Tally nodded again. What Dulcimer seemed to be saying was that a Chism Polypheme found work unsatisfying unless there was substantial risk attached to it. It was an illogical attitude, but who was to say that Polyphemes were logical? There was no information about them in Tally’s data bank.

“You mean you thrive on difficulty — on danger?”

“You better believe it!” Dulcimer leaned back and expanded his body, stretching to full length. “We Polyphemes — specially me — are the bravest, most fearless beings in the Galaxy. Show us danger, we eat it up.”

“Indeed.” Tally took a microsecond to mull over that odd statement. “You have often experienced danger?”

“Me? Danger?” Dulcimer swiveled his chair to face Tally. An embodied computer was not much of an audience, but there was nothing else available. “Let me tell you about the time that I beat the Rumbleside scad merchants at their own game, and came this close” — he held up his top two hands, a fraction of an inch apart — “to being killed along the way. Me and the scad merchants had been having a little disagreement, see, about a radiation shipment I made that shrunk on the way — nothing to do with me, as I explained to them. They said not to worry, things like that can happen to anyone, and anyway they had another job for me. I was to go to Polytope, fill my cargo hold with local ice, and bring it back to Rumbleside. Water-ice? I said. That’s right, they said. There’s a lot of water-ice on Polytope? I said. There sure is, they said, any amount. But we want just Polytope water, ice, no other. And we want big penalties if you don’t deliver on time.

“I should have known something was a bit funny when I read the agreement, because the penalties for nondelivery included my arms and my scanning eye. But I’ve shipped water-ice a thousand times, with never a problem. So we shook tongues on it like civilized beings, and I headed the Indulgence for Polytope.

“Only thing is, they hadn’t mentioned to me that Polytope is a world that the Tristan free-space Manticore dreamed on one of its off days. On Polytope, you see, water decreases in volume as it turns to ice instead of expanding as it does everywhere else. And it was a cold world, too, below freezing point most of the year. So the oceans never froze over, but when the water at the top got cold enough to turn to ice, that ice just sank down to the bottom and stayed there.

“There was certainly plenty of water-ice on Polytope, and a shipment of it would sure be valuable — but it was all down under five kilometers of water. I checked the land surface. Polytope had plenty of that, too, but no water-ice on it. I needed a submersible. But the nearest world where I could rent one big enough was so far away, I’d have blown my contract deadline before I could get there and back. What to do, Mr. Tally. What to do?”

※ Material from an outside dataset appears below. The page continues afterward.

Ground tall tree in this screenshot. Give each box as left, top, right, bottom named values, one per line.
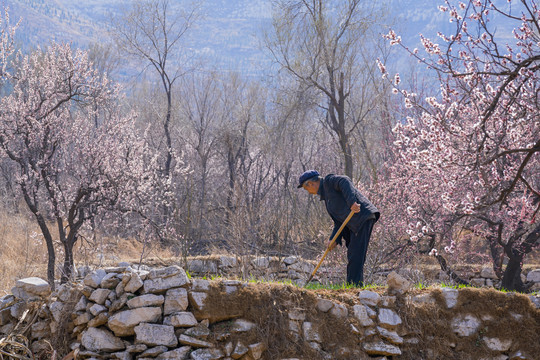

“Well,” — Tally’s pause for thought was imperceptible in human terms — “If I were placed in such a position—”

“I know you have no idea, sir, so I’ll tell you. There was a mining world less than a day’s jump away. I flew there, rented land-mining equipment, flew back, and put the Indulgence down by the side of the ocean. I dug a slanting tunnel, thirty kilometers long — very scary, I was worried all the way about the roof collapsing on me — down under the ocean bed. And then I dug upward until I reached the water-ice sitting on the seabed. I mined it from the bottom, you see, then pulled it along the tunnel to my ship. I took off, and got back to Rumbleside with the shipment and with two minutes to spare before my deadline. You should have seen the disappointed faces of those scad merchants when I arrived! They were already sharpening their knives for me.” Dulcimer leaned back expansively in his chair. “Now, tell me true, sir, did you ever have an experience to match that?”

E.C. Tally considered experiences and matching algorithms. “Not exactly equivalent. But perhaps comparable. Involving the Zardalu.”

“Zardalu! You met Zardalu, did you? Oh yes.” Dulcimer put on the facial expression that to a thousand worlds in the spiral arm indicated a Chism Polypheme at its most sneering and insulting. To E.C. Tally it suggested that Dulcimer was suffering badly from stomach gas.

“Zardalu. Well, Mr. Tally.” The Polypheme inclined to indulgence, as the name of his ship pointed out. He nodded. “Since we’ve nothing better to do, sir, I suppose you may as well tell me about it. Go ahead.”